Allier
Toujours en lisant Bernard Lonjon…
Torrent impétueux, il roule ses eaux tumultueuses depuis les monts de la Margeride après avoir pris sa source au Moure de la Gardille en Lozère à 1423 mètres. Il taille d’immenses gorges majestueuses dans le granit avant de prendre son temps et son aise dans de vastes dépressions sédimentaires tout en décrivant de bien curieux méandres. Entre Alleyras et Monistrol, les gorges s’élèvent parfois au-dessus de 500 mètres du niveau du val. Son nom était Elaver sous César puis Elaris au IXème siècle avant de porter son nom définitif Aléir (en occitan). Dans la région de Saugues, de nombreux cours d’eau sont ses affluents : l’Ance, la Seuge, le Panis, la Virlange, le Chapeauroux, la Desges. Il finit sa course dans la Loire à Nevers.
Mais est-ce bien sûr ?
Des géographes ont creusé le problème et leur conclusion est pour le moins surprenante. L’Allier ne serait pas un affluent de la Loire mais bel et bien un fleuve, c’est lui qui se jetterait dans l’Atlantique à Nantes et c’est la Loire qui rejoindrait l’Allier à Nevers.

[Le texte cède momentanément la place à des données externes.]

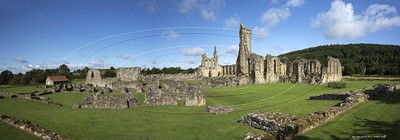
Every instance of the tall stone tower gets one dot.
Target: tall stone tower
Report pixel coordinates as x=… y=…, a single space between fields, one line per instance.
x=215 y=56
x=243 y=59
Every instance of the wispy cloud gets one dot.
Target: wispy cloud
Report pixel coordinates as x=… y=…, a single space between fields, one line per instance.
x=232 y=50
x=341 y=21
x=196 y=51
x=123 y=56
x=273 y=16
x=294 y=3
x=97 y=63
x=232 y=22
x=170 y=34
x=21 y=60
x=151 y=5
x=206 y=8
x=191 y=62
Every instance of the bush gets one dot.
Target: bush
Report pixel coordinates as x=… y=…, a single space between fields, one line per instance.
x=337 y=85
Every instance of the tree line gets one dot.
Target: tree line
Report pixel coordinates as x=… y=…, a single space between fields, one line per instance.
x=360 y=59
x=38 y=76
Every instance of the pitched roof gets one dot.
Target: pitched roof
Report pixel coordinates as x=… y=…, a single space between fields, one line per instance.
x=58 y=78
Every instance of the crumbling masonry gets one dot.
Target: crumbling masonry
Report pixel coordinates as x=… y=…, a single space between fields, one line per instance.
x=252 y=68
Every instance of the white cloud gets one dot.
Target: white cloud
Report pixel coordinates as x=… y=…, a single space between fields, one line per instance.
x=341 y=21
x=260 y=32
x=186 y=6
x=170 y=34
x=123 y=56
x=232 y=22
x=273 y=16
x=232 y=50
x=196 y=51
x=153 y=62
x=151 y=5
x=21 y=60
x=206 y=8
x=97 y=63
x=192 y=61
x=294 y=3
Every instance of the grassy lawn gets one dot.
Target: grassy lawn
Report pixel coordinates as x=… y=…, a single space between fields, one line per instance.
x=175 y=122
x=374 y=118
x=78 y=81
x=22 y=89
x=9 y=132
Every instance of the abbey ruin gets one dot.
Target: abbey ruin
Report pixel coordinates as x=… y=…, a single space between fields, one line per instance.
x=252 y=68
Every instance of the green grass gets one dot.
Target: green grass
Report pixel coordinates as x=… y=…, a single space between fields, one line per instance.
x=22 y=89
x=374 y=118
x=9 y=132
x=78 y=81
x=174 y=122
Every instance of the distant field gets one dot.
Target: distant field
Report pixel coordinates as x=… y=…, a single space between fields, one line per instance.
x=180 y=122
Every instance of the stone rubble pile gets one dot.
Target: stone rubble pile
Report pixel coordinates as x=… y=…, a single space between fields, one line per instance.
x=168 y=92
x=284 y=126
x=221 y=82
x=219 y=109
x=99 y=101
x=32 y=96
x=31 y=128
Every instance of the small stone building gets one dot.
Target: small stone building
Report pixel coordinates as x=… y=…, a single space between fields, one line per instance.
x=55 y=80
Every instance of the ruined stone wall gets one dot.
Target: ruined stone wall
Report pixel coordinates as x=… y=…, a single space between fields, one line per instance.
x=124 y=75
x=284 y=126
x=313 y=71
x=256 y=69
x=31 y=128
x=168 y=92
x=179 y=76
x=128 y=74
x=333 y=71
x=228 y=70
x=242 y=61
x=110 y=102
x=272 y=69
x=209 y=66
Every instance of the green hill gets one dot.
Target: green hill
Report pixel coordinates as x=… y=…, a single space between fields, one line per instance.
x=370 y=59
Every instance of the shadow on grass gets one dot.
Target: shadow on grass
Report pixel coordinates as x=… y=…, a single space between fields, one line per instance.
x=332 y=137
x=377 y=129
x=391 y=98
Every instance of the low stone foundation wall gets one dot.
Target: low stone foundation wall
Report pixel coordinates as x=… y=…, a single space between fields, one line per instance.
x=284 y=126
x=168 y=92
x=32 y=96
x=31 y=128
x=219 y=109
x=111 y=102
x=340 y=96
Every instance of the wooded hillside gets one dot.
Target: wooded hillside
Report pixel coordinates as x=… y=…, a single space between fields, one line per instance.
x=370 y=59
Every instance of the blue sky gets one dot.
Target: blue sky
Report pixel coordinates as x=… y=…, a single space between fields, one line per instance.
x=174 y=33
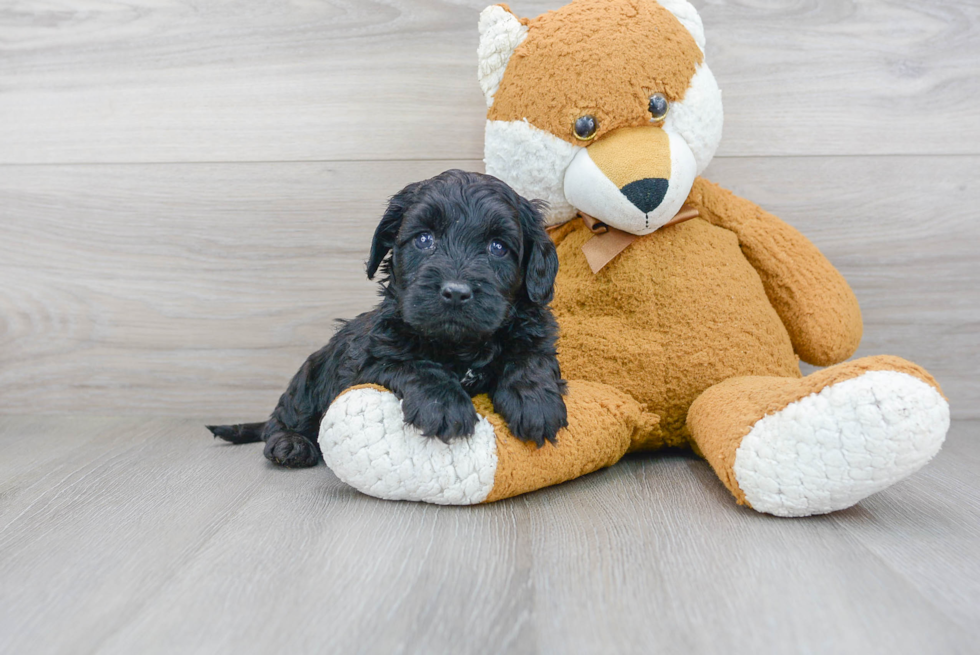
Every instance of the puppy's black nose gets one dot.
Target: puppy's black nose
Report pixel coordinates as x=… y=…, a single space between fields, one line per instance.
x=646 y=194
x=456 y=293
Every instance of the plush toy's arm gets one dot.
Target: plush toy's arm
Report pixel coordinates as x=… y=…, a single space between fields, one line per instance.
x=811 y=297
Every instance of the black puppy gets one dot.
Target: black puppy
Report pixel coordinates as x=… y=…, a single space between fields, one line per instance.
x=464 y=311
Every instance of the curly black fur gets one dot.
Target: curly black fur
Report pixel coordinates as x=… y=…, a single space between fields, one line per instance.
x=457 y=318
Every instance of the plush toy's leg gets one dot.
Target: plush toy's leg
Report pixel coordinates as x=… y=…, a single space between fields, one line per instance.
x=366 y=443
x=797 y=447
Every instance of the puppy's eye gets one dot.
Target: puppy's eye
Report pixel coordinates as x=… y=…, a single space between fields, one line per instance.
x=497 y=248
x=425 y=241
x=585 y=128
x=659 y=106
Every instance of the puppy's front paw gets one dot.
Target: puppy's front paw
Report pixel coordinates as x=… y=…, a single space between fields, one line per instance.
x=442 y=413
x=291 y=450
x=532 y=417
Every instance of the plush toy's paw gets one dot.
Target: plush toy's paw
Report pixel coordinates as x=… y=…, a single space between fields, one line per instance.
x=291 y=450
x=444 y=413
x=532 y=417
x=831 y=449
x=367 y=444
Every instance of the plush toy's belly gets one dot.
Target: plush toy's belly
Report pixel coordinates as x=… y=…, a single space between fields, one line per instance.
x=676 y=312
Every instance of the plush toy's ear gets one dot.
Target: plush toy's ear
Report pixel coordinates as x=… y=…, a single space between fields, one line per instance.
x=540 y=256
x=688 y=16
x=500 y=34
x=391 y=222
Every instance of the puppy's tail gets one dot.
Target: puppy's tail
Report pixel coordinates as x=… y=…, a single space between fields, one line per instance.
x=242 y=433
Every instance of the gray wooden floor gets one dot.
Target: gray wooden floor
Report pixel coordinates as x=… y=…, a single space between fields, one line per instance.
x=187 y=193
x=129 y=535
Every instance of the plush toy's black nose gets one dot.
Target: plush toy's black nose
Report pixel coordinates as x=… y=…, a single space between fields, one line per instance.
x=646 y=194
x=456 y=293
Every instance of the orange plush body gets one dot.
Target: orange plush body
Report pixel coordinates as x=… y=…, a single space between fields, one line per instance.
x=682 y=333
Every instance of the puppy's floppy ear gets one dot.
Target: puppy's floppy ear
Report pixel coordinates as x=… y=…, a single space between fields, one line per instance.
x=391 y=222
x=540 y=256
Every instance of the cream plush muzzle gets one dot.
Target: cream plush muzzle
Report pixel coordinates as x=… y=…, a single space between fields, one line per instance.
x=637 y=181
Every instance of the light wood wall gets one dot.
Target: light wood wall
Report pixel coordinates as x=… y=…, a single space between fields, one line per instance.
x=188 y=190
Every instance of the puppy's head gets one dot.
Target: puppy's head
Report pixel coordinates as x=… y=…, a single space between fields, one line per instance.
x=465 y=251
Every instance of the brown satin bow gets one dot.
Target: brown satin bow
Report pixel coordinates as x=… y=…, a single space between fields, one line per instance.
x=606 y=242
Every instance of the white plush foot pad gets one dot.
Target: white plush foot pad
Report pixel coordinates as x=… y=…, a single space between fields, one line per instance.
x=367 y=444
x=832 y=449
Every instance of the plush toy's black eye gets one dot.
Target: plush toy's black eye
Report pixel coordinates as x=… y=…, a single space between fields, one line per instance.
x=586 y=127
x=659 y=106
x=497 y=248
x=425 y=241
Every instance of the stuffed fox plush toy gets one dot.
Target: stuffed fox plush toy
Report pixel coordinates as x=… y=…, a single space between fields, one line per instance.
x=684 y=309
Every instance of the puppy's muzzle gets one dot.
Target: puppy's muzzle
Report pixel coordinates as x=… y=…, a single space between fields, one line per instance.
x=456 y=294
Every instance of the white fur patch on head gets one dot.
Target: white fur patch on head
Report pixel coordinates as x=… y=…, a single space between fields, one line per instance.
x=367 y=444
x=834 y=448
x=531 y=161
x=500 y=34
x=698 y=119
x=688 y=16
x=589 y=190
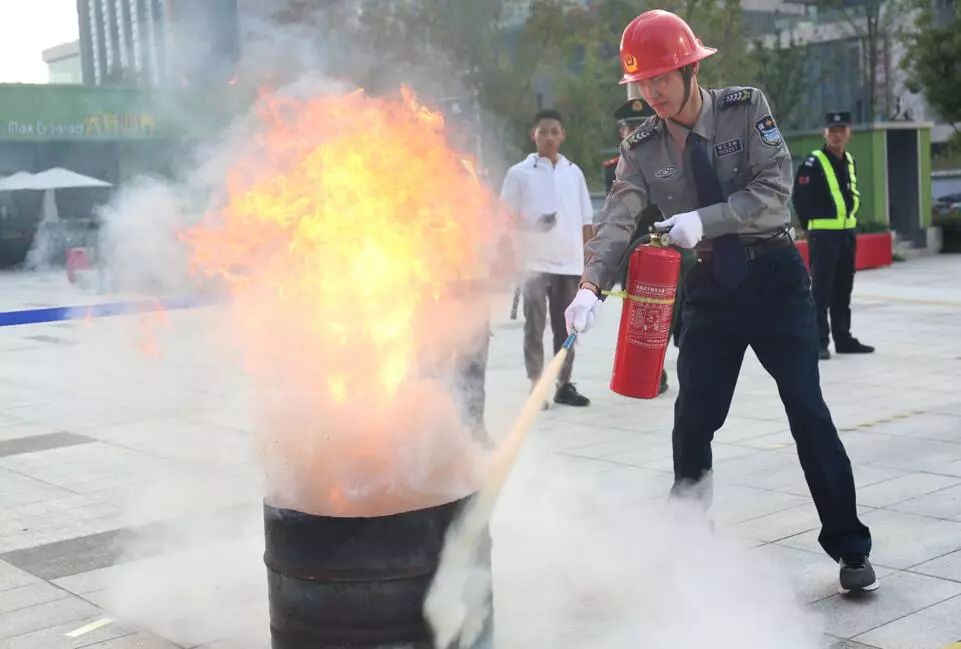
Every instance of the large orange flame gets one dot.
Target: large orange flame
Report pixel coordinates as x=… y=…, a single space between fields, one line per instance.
x=347 y=227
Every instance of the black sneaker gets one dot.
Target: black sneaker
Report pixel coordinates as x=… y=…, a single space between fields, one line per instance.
x=546 y=404
x=852 y=346
x=568 y=395
x=857 y=575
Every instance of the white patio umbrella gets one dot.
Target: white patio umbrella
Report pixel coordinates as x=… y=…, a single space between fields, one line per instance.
x=17 y=181
x=60 y=178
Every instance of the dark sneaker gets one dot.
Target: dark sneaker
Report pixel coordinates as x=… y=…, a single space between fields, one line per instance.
x=568 y=395
x=546 y=403
x=857 y=575
x=852 y=346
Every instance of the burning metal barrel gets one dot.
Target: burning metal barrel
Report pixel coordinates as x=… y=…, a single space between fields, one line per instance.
x=355 y=583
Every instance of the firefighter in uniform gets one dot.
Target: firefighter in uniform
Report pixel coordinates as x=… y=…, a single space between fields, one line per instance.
x=826 y=200
x=630 y=115
x=715 y=162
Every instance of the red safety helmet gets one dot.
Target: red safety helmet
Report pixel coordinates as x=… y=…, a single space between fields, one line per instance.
x=657 y=42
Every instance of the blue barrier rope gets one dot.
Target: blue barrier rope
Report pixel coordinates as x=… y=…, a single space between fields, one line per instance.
x=58 y=313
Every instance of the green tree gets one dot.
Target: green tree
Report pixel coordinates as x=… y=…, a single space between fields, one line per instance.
x=933 y=62
x=781 y=74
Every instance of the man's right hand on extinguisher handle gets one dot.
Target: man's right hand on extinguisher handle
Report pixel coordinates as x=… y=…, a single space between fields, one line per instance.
x=685 y=229
x=582 y=312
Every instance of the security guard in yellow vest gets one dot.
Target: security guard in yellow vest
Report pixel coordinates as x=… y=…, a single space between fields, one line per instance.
x=827 y=200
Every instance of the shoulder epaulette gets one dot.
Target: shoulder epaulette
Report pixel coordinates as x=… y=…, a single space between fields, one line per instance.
x=641 y=135
x=735 y=97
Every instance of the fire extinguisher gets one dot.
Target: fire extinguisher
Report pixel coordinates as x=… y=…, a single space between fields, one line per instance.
x=646 y=316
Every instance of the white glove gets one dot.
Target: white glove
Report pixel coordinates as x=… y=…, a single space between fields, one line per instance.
x=582 y=311
x=686 y=229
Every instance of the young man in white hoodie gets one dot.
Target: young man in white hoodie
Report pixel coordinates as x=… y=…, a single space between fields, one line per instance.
x=548 y=195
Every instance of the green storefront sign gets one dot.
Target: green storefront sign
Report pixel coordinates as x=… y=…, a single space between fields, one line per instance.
x=79 y=113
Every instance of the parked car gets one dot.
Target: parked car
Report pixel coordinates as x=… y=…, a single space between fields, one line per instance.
x=947 y=204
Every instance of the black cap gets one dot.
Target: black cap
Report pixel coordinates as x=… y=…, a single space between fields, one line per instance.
x=633 y=110
x=838 y=118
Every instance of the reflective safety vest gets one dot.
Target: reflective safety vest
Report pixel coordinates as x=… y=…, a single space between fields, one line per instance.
x=841 y=220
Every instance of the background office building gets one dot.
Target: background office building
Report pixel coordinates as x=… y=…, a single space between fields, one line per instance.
x=158 y=42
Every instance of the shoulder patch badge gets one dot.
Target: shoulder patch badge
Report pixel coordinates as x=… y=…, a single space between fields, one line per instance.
x=728 y=148
x=742 y=96
x=768 y=130
x=640 y=135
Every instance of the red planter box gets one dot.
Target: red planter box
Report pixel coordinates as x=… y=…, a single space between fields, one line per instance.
x=874 y=251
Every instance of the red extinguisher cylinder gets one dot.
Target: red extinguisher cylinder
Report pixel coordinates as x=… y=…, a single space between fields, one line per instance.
x=646 y=317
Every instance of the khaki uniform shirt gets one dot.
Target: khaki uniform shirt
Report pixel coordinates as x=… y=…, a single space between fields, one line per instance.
x=750 y=159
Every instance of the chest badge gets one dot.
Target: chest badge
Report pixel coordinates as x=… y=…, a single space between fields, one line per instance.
x=728 y=148
x=768 y=130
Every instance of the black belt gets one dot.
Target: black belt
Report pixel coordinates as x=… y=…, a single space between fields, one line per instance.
x=754 y=250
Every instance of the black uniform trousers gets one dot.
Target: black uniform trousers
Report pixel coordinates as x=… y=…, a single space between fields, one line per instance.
x=832 y=278
x=772 y=311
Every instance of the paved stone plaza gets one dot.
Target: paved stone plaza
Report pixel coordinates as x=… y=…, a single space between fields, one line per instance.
x=129 y=489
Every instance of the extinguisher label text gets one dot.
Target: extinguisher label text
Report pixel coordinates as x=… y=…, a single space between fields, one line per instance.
x=651 y=312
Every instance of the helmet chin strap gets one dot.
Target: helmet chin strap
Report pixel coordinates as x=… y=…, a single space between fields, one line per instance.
x=687 y=73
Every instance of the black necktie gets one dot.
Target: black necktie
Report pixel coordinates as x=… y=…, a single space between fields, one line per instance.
x=730 y=263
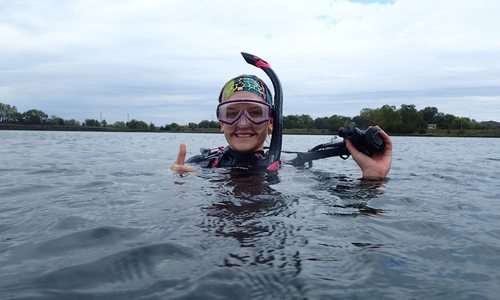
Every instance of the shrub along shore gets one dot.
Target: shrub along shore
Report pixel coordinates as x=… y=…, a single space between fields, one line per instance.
x=493 y=132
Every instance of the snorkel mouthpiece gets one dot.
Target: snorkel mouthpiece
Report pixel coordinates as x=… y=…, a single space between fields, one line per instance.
x=272 y=161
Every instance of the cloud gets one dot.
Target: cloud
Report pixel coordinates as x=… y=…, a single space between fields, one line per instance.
x=165 y=61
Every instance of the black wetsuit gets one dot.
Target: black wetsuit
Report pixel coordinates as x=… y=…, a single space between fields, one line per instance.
x=228 y=158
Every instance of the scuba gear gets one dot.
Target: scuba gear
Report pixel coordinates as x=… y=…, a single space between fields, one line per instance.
x=229 y=112
x=272 y=161
x=228 y=158
x=248 y=83
x=367 y=141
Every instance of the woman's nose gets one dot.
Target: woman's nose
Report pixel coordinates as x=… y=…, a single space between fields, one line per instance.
x=243 y=121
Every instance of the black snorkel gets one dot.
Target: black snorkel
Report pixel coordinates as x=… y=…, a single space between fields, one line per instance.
x=272 y=162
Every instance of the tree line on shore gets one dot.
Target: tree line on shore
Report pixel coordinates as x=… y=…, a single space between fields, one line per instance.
x=404 y=120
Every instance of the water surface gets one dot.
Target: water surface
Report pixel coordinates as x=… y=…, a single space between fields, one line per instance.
x=99 y=215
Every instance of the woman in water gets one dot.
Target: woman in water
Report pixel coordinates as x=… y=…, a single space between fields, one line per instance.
x=245 y=116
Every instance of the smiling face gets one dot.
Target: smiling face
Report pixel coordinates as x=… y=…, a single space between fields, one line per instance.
x=244 y=136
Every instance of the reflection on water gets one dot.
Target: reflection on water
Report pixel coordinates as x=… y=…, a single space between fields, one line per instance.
x=100 y=216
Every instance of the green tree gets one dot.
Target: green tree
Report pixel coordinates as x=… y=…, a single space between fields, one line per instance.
x=92 y=123
x=429 y=114
x=298 y=122
x=461 y=123
x=137 y=125
x=388 y=118
x=365 y=118
x=9 y=114
x=119 y=125
x=34 y=117
x=55 y=120
x=444 y=121
x=204 y=124
x=72 y=122
x=411 y=120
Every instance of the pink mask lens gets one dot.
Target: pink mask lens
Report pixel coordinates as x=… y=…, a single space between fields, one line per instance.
x=257 y=112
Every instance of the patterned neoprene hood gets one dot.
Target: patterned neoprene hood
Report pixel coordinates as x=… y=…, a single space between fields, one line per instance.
x=248 y=83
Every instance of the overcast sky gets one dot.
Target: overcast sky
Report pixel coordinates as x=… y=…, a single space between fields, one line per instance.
x=166 y=61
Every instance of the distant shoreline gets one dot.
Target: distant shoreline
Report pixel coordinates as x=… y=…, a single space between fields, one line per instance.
x=494 y=133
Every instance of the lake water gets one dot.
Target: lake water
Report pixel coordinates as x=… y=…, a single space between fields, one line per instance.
x=90 y=215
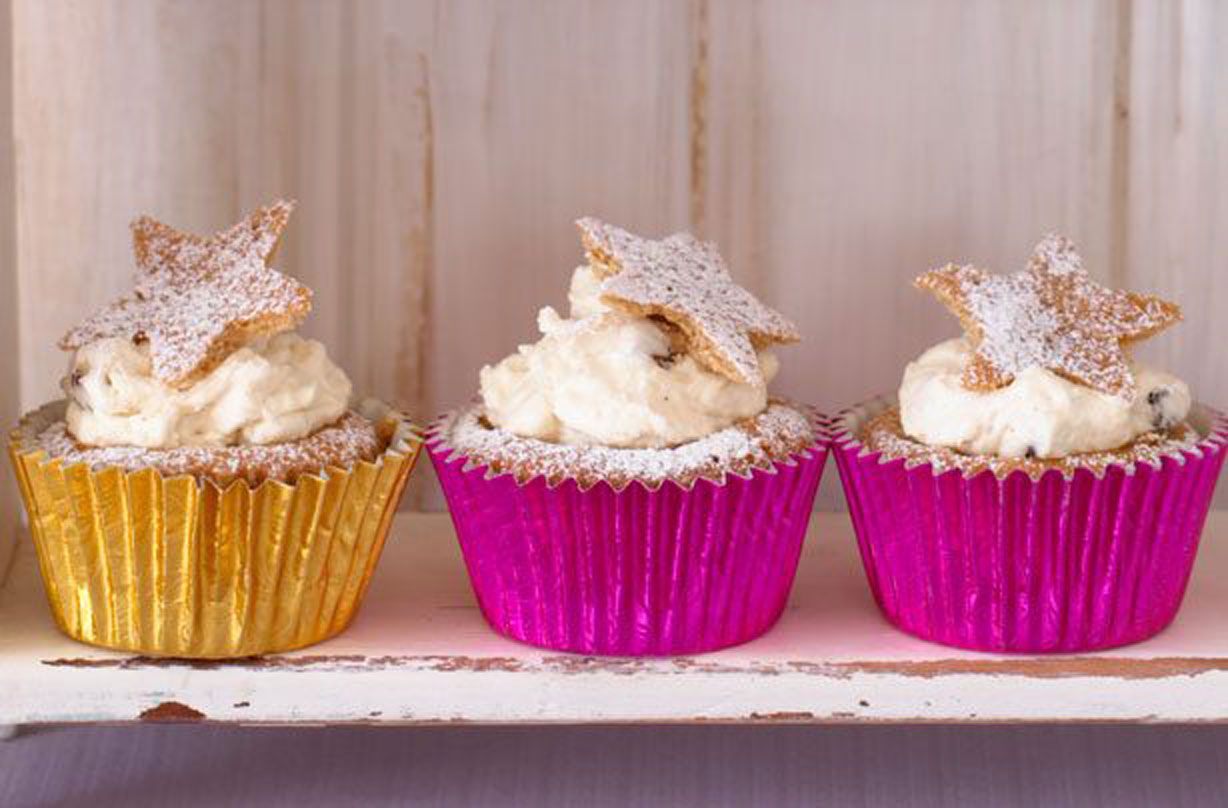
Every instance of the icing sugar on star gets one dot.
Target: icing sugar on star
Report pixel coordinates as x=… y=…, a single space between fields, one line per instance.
x=685 y=283
x=1053 y=316
x=198 y=299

Démonstration : Le fleuve est le cours d’eau qui se jette directement à la mer qui et qui joue le rôle de drain principal. Tous ses affluents se jettent dans l’Allier en formant un angle compris entre 60° et 90°. Lorsque les deux fleuves se rencontrent à Nevers, l’Allier continue sa route en ligne droite alors que la Loire fait un angle droit sur la gauche pour venir rejoindre l’Allier. De plus, argument implacable, la Loire coule toujours sur une altitude supérieure à celle de l’Allier pour venir descendre insensiblement jusque dans la région de Nevers afin de venir tomber dans l’Allier. « Ainsi ce dernier est bien le canal collecteur dans lequel tous les cours d’eau, y compris la Loire, viennent se jeter. L’Allier serait donc le dernier grand fleuve sauvage d’Europe (Dictionnaire amoureux de la Loire, Danièle Sallenave). »
La rivalité ne date pas d’aujourd’hui. Certains historiens assurent que la Loire « serait plutôt un fleuve impétueux » alors que l’Allier a très tôt l’allure « d’un grand fleuve large et tranquille, avec de grandes plages de sable ». Ils confirment également que dans leur remontée reproductrice, « les saumons n’hésitent pas un instant, ils bifurquent toujours à droite du Bec d’Allier, à 400 kilomètres de ses sources ».
Et voilà. Il ne reste plus qu’à revoir les manuels de géographie, d’histoire et les guides touristiques ! On visitera désormais les châteaux de l’Allier, la région s’appellera Les Pays de l’Allier, le département de la Haute-Loire sera rebaptisé Haut-Allier, les vins de Saumur, Bourgueil, Anjou, Chinon, Sancerre, Vouvray seront don des vins de l’Allier, les villes se nommeront La-Charité-sur-Allier, Saint-Benoît-sur-Allier.
Mais aucune chance que l’on change quoi que ce soit. La Seine, qui est en réalité un affluent de l’Yonne, demeure la Seine, c’est toujours elle qui officiellement coule sous Le pont Mirabeau d’Apollinaire, et sans doute pour la nuit des temps, tout comme Lumière reste l’inventeur du cinéma et Molière l’auteur du Misanthrope.
Cela n’empêche pas la pêche d’être fructueuse dans l’Allier : brochets, saumons, truites arc-en-ciel, goujons et vairons s’y aiment d’amour tendre avant de se laisser tenter par un vil appât pendu au bout de l’hameçon tueur.